In our production systems, we had several threads stuck indefinitely while trying to send a file to an FtpEndpoint. We had both connectTimeout and soTimeout properties set so it surprised us a little bit.
After digging a bit, we found that the scenario is quite simple to reproduce: this happens every time the FTPClient establishes the TCP connection with a server that does not respond anything.
Here is a simplified view of what happens when establishing a connection using a FTPClient:
A SocketTimeoutException can be thrown either during the initial socket connect action, either during the __getReply() where the FTPClient waits for the hello message from the server. Both are using connectTimeout, after which the original (default) timeout is restored. The soTimeout we specified in the URI is configured by FTPOperations only when the connection is successful. In this case, the Socket is connected, but an exception is thrown afterwards and the soTimeout is left at 0.
Within Camel, when the RemoteFileProducer encounters an exception while processing an Exchange, it tries to disconnect the endpoint properly with a logout followed by a disconnect.

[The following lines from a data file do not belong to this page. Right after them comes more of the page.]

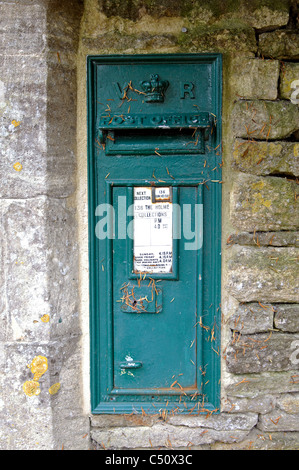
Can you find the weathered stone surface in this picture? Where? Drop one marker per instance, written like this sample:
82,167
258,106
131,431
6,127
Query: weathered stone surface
288,74
286,317
218,422
278,420
22,27
266,384
165,435
283,238
257,440
263,352
263,120
252,318
259,203
288,403
254,78
109,421
31,103
266,158
261,14
263,274
26,422
40,281
261,405
281,44
220,40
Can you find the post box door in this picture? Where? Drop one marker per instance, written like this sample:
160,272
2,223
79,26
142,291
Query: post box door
154,217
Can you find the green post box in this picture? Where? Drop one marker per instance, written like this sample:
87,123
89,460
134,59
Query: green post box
154,232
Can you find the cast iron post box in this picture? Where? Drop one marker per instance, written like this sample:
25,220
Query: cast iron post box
155,224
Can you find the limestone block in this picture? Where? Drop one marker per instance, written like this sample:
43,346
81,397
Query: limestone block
37,128
266,158
258,440
254,386
280,44
26,422
278,420
218,422
169,436
252,318
264,204
283,238
263,120
254,78
263,352
288,403
261,404
40,269
22,28
263,274
235,40
286,317
288,74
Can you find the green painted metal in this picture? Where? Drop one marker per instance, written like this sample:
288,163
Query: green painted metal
154,121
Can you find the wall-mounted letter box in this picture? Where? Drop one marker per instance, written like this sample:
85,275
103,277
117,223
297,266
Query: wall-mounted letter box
154,229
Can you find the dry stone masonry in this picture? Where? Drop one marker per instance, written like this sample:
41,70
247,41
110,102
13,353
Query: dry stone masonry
43,214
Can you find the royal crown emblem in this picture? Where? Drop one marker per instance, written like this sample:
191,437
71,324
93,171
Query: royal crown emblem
154,89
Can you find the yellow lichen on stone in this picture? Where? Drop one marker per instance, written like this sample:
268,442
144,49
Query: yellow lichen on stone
54,389
18,166
39,366
31,388
259,185
45,318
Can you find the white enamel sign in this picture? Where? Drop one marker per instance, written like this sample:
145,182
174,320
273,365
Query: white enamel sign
152,230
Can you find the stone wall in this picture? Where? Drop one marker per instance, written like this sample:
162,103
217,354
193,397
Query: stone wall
39,250
43,207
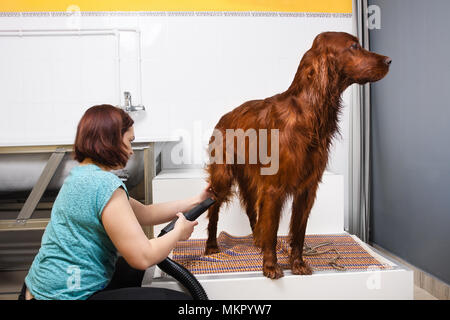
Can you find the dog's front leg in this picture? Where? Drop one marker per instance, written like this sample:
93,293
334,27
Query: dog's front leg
267,227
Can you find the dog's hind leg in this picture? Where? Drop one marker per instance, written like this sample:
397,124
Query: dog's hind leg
270,205
248,202
301,207
221,182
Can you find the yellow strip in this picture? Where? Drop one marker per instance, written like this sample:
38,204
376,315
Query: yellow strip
330,6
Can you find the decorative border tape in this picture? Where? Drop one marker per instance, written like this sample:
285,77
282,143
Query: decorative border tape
177,14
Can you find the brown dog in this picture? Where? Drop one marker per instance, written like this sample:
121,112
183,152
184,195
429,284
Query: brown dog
306,119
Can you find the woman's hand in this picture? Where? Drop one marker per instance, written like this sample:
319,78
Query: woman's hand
184,227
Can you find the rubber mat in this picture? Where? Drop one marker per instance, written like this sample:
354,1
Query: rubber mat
238,254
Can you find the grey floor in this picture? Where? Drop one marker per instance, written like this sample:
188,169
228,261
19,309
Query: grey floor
11,283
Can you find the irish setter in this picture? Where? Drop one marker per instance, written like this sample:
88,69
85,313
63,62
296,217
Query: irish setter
306,116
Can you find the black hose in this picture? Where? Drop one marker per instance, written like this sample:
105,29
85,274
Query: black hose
176,270
185,277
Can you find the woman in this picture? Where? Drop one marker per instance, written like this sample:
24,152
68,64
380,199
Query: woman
93,218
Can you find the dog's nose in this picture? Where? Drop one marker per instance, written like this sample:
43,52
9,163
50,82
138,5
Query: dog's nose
387,60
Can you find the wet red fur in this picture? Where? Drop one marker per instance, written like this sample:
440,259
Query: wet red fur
306,115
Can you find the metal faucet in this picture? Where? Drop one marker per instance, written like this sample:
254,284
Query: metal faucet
128,104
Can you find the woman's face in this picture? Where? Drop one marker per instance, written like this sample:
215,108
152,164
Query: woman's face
128,137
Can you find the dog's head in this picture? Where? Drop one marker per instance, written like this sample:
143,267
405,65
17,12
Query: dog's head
342,54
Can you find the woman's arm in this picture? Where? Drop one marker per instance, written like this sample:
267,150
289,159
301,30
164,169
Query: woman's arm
126,233
158,213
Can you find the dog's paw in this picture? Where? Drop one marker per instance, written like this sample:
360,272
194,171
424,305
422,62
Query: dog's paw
211,250
301,267
273,272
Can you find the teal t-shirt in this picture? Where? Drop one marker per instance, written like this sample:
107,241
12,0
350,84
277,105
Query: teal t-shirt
76,258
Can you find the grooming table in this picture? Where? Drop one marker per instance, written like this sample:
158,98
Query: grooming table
238,254
236,271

Unfortunately, at this point, the client.logout() sends the FTP QUIT command, then waits for the response still using the default timeout of the Socket. Since the misbehaving server/firewall never sent any form of response, the thread is left waiting forever.
I attached a simple test case to illustrate the scenario, simply using a ServerSocket that never accepts any connection. Also included is an easy workaround that uses a custom FTPClient on which the default timeout is set.
A possible fix would be to always set the default timeout on the socket, before connecting it.